REVIEW POTPOURRI: Pietro Mascagni

Peter Catesby Peter Cates

Pietro Mascagni

Pietro Mascagni

Italian composer Pietro Mascagni (1863-1945) experienced the most extraordinary success when, at the age of 28 in 1891, his opera Cavalliera Rusticana was premiered in Italy. It would receive over 14,000 productions between then and the beginning of World War I in 1914.

It is one of my six currently favorite operas, the others being Mozart’s Marriage of Figaro, Puccini’s La Boheme and Tosca and Verdi’s Rigoletto and Simon Boccanegra.

Mascagni would compose 14 more operas, none of them achieving quite the same success.

Lodoletta was given its first production in 1917, achieved a few more, including a Met Opera staging. But in recent years, it has been largely forgotten.

The opera is based on Two Little Wooden Shoes by the English novelist Maria Louise Rame (1839-1908) who used the pen name Ouida. It recounts the tragic love story between the Dutch maiden Lodoletta and a French painter Flammen who is visiting friends at Lodoletta’s birthday celebration – Lodoletta rejects the painter after he suggests that they live together, but later changes her mind, pursues him to Paris where, upon seeing Flammen at a New Year’s Eve party surrounded by other women, she falls down in the snow from despair and perishes.

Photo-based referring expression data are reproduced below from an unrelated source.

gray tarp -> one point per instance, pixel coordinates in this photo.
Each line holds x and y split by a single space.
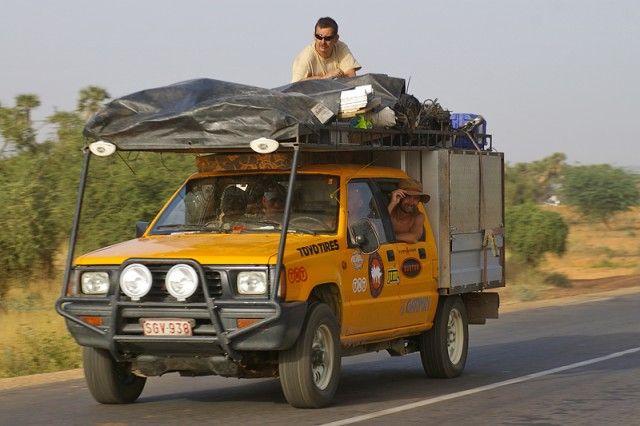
206 113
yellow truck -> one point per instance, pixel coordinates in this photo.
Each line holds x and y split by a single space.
278 257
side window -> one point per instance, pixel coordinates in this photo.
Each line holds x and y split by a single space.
382 190
362 204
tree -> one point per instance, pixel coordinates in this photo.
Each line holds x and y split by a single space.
532 232
535 181
600 191
16 126
90 101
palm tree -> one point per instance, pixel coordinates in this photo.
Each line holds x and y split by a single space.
90 100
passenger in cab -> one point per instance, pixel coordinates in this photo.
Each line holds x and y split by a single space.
407 221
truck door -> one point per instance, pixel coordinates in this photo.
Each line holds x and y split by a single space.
373 303
409 268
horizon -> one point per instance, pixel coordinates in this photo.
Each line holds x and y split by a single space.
548 76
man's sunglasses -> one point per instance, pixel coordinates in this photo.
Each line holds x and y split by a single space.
325 38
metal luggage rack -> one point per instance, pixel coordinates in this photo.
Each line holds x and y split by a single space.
345 138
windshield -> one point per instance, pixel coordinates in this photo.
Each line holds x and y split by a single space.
252 203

The opera’s first and thus far only recording is a 1990 set of two CDs (Hungaroton HCD 31307/31308) and features soprano Maria Spacagna in the lead role, tenor Peter Klein as Flammen and the late Charles Rosekrans the chorus and orchestra of the Hungarian State Opera. The recording was bankrolled by Westchester Opera, currently known as Taconic Opera, and based in New York’s Westchester County.

While not having the same level of melodic inspiration and general excitement of Cavalliera, Lodoletta was scored with intriguing sonorities, colorful instrumentation and moments of vocal beauty.

Soprano Spacagna sang exquisitely, Maestro Rosekrans, who directed the Houston Grand Opera for several years during the 1970s, conducted with tremendous power and drew highly responsive playing from the Budapest musicians; unfortunately tenor Klein tended to belch his notes with an annoyingly over expressive manner, much too similar to the overrated Placido Domingo of Three Tenors fame.

Mascagni struggled most of his life with depression. Like his on again/off again Giacomo Puccini (1857-1924), he opposed Italy’s involvement in World War I. Later after Benito Mussolini (1883-1945) seized power in his 1922 March on Rome with his Fascist followers , Mascagni, along with several other Italian composers and musicians, publicly accepted the honors and stipends that Il Duce bestowed on them yet privately became quite disenchanted with the government by 1935. An opera produced that year, Nerone, was based on the life of Emperor Nero, and intended as a depiction of Mussolini who in turn became upset with the composer. When the dictator personally expressed this displeasure and began pressuring Mascagni to withdraw the production, Mascagni told the dictator where to stick it in so many words. Due to Mascagni’s world fame, he was not arrested.

The above-mentioned novelist Ouida achieved fame in London society for her gatherings of famous writers, including Robert Browning, Swinburne and Oscar Wilde. She was described as possessing a “sinister, clever face” and speaking with a “voice like a carving knife.”